By Richard P. Joseph


It is difficult for me to use scripture to prove my point.  Sounds crazy doesn’t it but let me explain it another way.  It is unethical to pull short passages out of the bible in a scattered manner and piece them together like a politician creating a gerrymandered map of congressional districts and present it as a meaningful and sane work of  civil representation.  Once scripture verses are pulled out of context and pasted into a conglomerate of other verses that have been pulled out of context, you end up with blasphemy.  You can just as easily gather all of the letters in this article, rearrange them into other words and come up with a totally different article.  In fact that is what I did with the alphabet.  I used the 26 letters and arranged them into words that mean something in particular and wrote this article.  Someone else can use those same 26 letters and write an article about hunting elephants in Africa.  That is why “context is king” when it comes to interpreting scripture.  The general meaning of the epistle must always be maintained at all cost.  So what does that have to do with the book of Colossians?

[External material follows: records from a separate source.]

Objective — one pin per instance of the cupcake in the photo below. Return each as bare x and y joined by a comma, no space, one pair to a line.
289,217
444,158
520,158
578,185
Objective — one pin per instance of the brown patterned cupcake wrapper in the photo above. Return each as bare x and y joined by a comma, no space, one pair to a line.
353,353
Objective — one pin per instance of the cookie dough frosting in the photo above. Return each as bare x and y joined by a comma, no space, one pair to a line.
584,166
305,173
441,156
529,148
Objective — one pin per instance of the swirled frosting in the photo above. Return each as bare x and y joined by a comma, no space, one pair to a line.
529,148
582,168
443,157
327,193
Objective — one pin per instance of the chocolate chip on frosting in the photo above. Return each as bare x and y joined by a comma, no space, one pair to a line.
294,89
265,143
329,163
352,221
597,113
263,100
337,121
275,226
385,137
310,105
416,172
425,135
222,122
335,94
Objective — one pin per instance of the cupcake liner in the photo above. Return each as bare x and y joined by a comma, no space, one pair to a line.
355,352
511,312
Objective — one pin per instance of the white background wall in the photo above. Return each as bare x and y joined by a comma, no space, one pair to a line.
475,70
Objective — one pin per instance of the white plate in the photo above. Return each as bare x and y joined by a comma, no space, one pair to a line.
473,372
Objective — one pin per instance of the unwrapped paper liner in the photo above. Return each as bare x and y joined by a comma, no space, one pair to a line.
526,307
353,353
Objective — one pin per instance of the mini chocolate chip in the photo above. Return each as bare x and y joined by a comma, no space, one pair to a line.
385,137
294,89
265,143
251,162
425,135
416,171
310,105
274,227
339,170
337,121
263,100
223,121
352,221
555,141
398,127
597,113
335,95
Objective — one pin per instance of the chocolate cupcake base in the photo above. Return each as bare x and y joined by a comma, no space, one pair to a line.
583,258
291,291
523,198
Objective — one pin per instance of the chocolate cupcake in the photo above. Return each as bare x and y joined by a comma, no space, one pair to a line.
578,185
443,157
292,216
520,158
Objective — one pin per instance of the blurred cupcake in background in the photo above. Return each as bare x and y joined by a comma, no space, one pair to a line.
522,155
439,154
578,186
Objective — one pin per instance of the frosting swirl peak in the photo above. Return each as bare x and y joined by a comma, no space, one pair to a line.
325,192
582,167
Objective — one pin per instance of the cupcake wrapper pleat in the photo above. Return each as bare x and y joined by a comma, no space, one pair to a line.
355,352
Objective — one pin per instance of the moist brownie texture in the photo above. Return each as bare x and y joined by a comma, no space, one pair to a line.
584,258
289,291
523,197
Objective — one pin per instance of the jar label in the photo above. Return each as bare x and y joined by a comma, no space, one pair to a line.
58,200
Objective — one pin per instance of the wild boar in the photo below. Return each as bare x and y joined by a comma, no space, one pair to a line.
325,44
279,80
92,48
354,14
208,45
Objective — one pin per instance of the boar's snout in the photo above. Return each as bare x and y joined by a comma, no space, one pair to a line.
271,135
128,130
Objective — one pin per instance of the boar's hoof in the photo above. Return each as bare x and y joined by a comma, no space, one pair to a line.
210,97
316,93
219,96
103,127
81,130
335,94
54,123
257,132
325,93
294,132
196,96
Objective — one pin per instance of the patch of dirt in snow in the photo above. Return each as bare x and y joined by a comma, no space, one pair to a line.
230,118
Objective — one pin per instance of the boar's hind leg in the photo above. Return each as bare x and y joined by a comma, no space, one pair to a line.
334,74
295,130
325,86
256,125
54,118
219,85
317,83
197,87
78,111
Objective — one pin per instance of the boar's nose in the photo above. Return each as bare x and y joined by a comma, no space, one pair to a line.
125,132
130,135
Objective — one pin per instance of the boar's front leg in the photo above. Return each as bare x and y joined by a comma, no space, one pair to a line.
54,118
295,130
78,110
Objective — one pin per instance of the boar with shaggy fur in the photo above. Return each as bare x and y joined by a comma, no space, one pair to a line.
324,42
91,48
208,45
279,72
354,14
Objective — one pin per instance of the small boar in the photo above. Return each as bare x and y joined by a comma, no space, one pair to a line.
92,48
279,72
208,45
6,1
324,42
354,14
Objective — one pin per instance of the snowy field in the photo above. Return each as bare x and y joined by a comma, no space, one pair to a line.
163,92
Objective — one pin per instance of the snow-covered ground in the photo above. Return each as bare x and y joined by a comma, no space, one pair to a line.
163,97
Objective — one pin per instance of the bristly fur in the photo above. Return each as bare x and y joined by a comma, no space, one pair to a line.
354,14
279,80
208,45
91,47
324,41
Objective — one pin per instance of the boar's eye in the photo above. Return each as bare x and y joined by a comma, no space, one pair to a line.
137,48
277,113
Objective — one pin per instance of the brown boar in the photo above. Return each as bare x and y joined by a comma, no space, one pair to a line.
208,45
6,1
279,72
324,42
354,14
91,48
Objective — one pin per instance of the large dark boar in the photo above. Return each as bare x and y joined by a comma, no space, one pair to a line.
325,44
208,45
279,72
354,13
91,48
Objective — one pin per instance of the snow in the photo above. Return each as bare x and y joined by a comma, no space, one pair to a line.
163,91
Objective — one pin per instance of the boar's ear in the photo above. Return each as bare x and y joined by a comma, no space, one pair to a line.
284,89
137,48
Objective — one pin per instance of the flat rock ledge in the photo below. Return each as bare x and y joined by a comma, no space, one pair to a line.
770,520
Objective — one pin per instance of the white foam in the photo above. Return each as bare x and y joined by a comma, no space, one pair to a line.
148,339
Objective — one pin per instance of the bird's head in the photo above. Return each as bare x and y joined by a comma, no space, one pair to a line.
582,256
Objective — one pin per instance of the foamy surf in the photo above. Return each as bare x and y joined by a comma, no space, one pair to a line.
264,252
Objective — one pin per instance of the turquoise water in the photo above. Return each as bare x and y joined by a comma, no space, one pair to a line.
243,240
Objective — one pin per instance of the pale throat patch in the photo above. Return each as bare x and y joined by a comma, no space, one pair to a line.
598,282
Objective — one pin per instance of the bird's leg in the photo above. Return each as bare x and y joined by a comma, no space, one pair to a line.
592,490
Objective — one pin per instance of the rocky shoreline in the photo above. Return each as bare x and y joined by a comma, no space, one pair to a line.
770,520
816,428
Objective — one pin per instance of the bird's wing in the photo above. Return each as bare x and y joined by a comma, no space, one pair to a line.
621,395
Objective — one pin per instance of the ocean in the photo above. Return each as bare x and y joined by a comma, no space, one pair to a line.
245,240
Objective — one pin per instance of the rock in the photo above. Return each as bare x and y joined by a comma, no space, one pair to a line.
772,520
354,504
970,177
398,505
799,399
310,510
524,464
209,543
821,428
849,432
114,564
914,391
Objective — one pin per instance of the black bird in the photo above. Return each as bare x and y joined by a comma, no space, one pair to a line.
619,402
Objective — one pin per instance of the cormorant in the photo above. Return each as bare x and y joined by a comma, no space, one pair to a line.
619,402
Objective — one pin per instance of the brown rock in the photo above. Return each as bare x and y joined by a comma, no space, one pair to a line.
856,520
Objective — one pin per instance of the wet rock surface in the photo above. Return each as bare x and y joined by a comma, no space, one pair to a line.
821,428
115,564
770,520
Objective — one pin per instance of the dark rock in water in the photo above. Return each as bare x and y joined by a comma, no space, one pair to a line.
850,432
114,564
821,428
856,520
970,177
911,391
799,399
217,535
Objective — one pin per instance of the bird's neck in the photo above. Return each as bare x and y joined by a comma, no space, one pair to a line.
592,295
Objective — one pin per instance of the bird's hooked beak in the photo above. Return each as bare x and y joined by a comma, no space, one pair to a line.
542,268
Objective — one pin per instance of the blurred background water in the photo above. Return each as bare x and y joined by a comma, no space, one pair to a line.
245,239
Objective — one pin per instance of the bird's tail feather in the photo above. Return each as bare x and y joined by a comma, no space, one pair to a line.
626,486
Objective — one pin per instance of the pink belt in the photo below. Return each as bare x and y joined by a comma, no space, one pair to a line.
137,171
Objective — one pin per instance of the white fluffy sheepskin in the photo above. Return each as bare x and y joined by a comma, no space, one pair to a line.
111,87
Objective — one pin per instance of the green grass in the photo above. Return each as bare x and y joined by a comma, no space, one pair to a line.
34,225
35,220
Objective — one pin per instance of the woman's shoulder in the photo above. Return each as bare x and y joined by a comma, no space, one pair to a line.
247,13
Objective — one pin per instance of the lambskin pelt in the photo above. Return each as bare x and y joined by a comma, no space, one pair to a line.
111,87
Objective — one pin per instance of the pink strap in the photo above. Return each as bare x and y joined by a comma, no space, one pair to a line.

In this article I will attempt to explain what I have been promoting in most of my articles, that there is a theme, or in other words, a context that must be maintained in all of Paul’s epistles as well as the greater scope of the New Testament.  Once you see this pattern, you can’t unsee it.  In this article I am going to cite multiple verses but only for the purpose of highlighting the context.  But again, please don’t just read these articles without reading your bible.  These articles are only meant to point out things that you won’t hear from a pulpit.  After reading this article, please read the entire book of Colossians.  Nothing replaces scripture.  

Remember that the overarching theme of the new testament is that the era of Judaism is coming to an end (the end of the age) and a new era (the new covenant in the blood of Jesus Christ) is coming.  The entire new testament is eschatological in nature.  The vineyard is being taken from the chosen people and given to the elect which was completed by AD 70. .  


Col 1:18 And He is the head of the body, the church, who is the beginning, the firstborn from the dead, that in all things He may have the preeminence.


This verse describes Jesus as the firstborn from the dead.  The carcass here is Israel.  I am not against the notion of the dead also including the gentiles that were dead for a long time either.  Jesus then becomes the head of the body (the church).  Note that there is a transfer here from one system and group to another.  

Next we go to Col 2:16-17


16 So let no one judge you in food or in drink, or regarding a [j]festival or a new moon or sabbaths, 17 which are a shadow of things to come, but the [k]substance is of Christ. 


Here is an expansion of the verse; 

16 So let no one judge you in food or in drink, or regarding a [j]festival or a new moon or sabbaths, (Judaism/law) 17 which are a shadow of things to come, but the [k]substance is of Christ (The new covenant which replaced the old covenant). 


Col 3:11

11 where there is neither Greek nor Jew, circumcised nor uncircumcised, barbarian, Scythian, slave nor free, but Christ is all and in all.

This is again self explanatory.  It doesn’t matter if you are a Jew anymore, it only matters if you are a follower of Christ.  


As you read the entire third chapter it is as if Paul is telling them, not to obey, but to perform the ten commandments.  The ten commandments are no longer a civil law but a heart change.  The law becomes alive in the Christian unlike it did before that time.  In Christ we can live out the law because the law was conquered by Jesus Christ.  He is our salvation.  He is our redemption.  He is our resurrection.  He is our eternal life.  While the letter of the law was passing away, the spirit of the law became alive.